XLSX to PDF conversion issue System.OutOfMemoryException exception in .NET

Hi,

When I try to convert this file
LargeTable.zip (3.6 MB)
Conversion runs into a System.OutOfMemoryException.

I know the file is not exactly the typical xlsx, but GroupDocs.Conversion consuming 3 GB of memory before crashing with a memory exception is also not great.

I was using GroupDocs.Conversion 20.4 for .Net with the following code:

        using (var conv = new GroupDocs.Conversion.Converter("LargeTable.xlsx"))
        {
            conv.Convert("Output.pdf", new PdfConvertOptions());
        }

I also tried splitting the xlsx up into pages using the following code:

        var options = new GroupDocs.Conversion.Options.Load.SpreadsheetLoadOptions();
        options.OnePagePerSheet = false;

        using (var conv = new GroupDocs.Conversion.Converter("\LargeTable.xlsx", ()=> options))
        {
            conv.Convert("Output.pdf", new PdfConvertOptions());
        }

This consumed way less memory ~300 MB, but ultimately also failed.
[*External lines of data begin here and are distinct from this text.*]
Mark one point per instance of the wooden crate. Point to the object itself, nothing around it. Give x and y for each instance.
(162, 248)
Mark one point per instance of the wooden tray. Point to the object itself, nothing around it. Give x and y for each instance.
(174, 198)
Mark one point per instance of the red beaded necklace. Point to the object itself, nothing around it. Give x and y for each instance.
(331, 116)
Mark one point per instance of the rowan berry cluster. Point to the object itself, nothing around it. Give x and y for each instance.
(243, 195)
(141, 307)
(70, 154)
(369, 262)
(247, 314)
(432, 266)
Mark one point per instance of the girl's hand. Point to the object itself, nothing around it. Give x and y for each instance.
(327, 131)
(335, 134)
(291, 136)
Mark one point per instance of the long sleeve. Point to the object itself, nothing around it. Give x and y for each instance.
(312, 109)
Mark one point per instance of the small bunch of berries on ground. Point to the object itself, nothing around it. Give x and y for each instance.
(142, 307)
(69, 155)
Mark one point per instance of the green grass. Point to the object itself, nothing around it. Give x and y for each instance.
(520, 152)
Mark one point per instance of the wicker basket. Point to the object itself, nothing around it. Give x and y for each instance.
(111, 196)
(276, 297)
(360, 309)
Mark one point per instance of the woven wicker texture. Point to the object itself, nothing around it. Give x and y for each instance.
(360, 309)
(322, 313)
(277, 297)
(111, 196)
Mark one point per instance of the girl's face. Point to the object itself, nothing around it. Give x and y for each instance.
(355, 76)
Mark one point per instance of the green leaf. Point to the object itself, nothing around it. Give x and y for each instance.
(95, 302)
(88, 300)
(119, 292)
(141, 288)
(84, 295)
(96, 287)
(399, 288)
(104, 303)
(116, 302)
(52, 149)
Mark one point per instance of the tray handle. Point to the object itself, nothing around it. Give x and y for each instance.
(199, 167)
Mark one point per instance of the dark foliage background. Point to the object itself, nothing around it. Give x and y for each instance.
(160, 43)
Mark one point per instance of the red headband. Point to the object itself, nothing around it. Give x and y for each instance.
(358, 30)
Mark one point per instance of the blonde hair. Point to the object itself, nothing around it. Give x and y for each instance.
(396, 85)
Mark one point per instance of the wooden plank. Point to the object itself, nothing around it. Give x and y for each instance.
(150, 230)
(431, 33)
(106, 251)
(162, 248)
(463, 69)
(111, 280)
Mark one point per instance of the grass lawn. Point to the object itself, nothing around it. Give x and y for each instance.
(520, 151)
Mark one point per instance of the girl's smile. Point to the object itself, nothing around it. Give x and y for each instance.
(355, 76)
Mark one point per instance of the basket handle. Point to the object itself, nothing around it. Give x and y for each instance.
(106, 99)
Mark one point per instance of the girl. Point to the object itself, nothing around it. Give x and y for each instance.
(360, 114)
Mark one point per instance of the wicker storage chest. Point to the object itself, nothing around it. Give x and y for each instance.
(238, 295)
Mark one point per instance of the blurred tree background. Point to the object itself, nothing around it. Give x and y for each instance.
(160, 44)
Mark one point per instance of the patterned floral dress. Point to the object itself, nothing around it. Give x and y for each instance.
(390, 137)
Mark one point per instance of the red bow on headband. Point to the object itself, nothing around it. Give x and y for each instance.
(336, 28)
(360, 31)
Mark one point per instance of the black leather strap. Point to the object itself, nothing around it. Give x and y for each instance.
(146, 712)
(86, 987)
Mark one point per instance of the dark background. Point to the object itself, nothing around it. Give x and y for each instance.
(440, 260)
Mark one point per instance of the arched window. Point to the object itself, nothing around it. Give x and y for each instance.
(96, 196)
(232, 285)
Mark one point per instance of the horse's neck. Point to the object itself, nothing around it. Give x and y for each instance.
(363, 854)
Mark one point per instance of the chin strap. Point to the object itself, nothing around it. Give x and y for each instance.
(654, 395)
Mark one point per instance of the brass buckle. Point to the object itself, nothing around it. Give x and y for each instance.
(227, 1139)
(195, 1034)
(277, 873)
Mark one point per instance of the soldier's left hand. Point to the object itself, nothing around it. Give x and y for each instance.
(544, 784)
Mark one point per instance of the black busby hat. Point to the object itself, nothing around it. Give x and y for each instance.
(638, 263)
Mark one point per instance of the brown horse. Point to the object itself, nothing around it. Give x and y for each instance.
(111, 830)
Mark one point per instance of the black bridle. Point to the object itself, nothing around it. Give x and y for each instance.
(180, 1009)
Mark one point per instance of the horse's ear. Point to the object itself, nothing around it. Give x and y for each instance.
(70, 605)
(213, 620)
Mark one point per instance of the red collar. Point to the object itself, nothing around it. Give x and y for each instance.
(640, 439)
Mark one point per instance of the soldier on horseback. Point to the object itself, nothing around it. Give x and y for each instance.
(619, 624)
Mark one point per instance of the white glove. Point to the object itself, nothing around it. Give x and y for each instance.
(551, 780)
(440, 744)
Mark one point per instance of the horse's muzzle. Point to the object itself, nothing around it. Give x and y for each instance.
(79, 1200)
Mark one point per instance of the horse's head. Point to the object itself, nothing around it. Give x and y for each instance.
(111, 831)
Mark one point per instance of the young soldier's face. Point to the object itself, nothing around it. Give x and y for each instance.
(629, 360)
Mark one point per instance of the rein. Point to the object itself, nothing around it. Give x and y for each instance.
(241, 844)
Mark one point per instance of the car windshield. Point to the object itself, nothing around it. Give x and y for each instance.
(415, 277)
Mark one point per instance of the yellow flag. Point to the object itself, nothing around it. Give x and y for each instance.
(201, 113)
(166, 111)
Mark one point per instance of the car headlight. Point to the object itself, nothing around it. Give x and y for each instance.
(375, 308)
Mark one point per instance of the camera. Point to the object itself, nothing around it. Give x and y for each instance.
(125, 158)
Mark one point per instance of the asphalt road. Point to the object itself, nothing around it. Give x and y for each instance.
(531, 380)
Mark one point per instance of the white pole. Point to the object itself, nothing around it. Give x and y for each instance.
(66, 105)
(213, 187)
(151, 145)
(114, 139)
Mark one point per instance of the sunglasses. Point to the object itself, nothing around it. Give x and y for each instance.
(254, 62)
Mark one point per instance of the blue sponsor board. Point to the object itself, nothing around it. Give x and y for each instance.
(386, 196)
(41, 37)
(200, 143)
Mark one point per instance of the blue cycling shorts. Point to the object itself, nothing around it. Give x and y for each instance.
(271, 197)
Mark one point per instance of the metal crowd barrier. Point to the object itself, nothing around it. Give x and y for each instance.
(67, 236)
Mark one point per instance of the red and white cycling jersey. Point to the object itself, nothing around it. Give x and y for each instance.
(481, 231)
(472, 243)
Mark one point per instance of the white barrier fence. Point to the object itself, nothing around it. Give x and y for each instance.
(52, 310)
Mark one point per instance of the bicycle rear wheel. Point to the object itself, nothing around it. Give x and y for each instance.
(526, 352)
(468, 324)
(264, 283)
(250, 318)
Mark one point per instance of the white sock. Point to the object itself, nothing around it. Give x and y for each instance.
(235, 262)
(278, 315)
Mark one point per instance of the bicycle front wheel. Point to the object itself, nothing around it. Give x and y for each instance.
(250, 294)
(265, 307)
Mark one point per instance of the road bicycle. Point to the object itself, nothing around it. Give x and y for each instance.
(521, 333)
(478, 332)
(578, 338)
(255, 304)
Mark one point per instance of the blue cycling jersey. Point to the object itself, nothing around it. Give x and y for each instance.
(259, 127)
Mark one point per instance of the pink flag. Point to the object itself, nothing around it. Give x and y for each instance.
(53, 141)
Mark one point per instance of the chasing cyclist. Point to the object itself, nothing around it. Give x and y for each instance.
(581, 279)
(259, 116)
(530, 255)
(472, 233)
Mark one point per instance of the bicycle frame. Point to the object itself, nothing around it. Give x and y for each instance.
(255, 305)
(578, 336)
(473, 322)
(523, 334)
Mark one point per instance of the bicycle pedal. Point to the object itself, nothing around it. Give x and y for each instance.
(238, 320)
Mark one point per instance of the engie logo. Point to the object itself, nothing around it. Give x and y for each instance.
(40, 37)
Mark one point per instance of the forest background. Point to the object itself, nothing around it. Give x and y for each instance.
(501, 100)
The error was different though:
An unhandled exception of type 'GroupDocs.Conversion.Exceptions.GroupDocsConversionException' occurred in GroupDocs.Conversion.dll

1 Like

@Clemens_Pestuka,

We are investigating this issue. Your investigation ticket ID is CONVERSIONNET-3929. As there’s any update, you’ll be notified.

1 Like

@Clemens_Pestuka

In this scenario, converting the complete sheet to one page will not work because the page is too huge and converting to a single PDF page will need a lot of resources. That’s why there’s a memory exception.

Using above approach (setting OnePagePerSheet to false), we cannot reproduce the issue. The file is converted properly with a memory consumption about 300-600MB. Have a look at the output PDF.

There is a backslash in the file name. It’s probably is a typo and probably due to this the file is not found and you get exception.

1 Like

@atirtahir3

Thank you for your help :slight_smile:
After cleaning up my test program, I no longer got the exception when using OnePagePerSheet.

Is there maybe some documentation where we can check / link to our customers regarding such limitations from GroupDocs?
If I understood correctly this is “by design” and not going to change any time soon, right?

1 Like

@Clemens_Pestuka

Good to know that your issue is fixed.

Basically, it’s more dependent on length of the page and available resources (e.g. Memory). It seems that there will be a dependency, if page is huge, more resources will be required.

1 Like

@atirtahir3
Thank you for your reply. I accept that this is a GroupDocs limitation and will change my conversion code to use OnePagePerSheet.

Could you please provide me with some information when to use the OnePagePerSheet property of the SpreadsheetLoadOptions?
As I do not know in advance which file-format will be input for conversion, is there a way to determine that it’s one of the many Excel formats?

1 Like

@Clemens_Pestuka

We are investigating this requirement with ID CONVERSIONNET-3929. You’ll be notified about the outcomes.

1 Like

@atirtahir3

I’ve seen the status has been updated to Resolved, could you please give me an update about the outcome of the investigation?

@Clemens_Pestuka

Unfortunately, there is no way to determine when to set OnePagePerSheet to true and when to set it false. In the current case, the sheet has columns from A to AJX and rows from 1 to 3247. It’s hard to place information on single page. Even if it is placed successfully, it will be unreadable.

@atirtahir3

Sorry but I don’t understand that answer.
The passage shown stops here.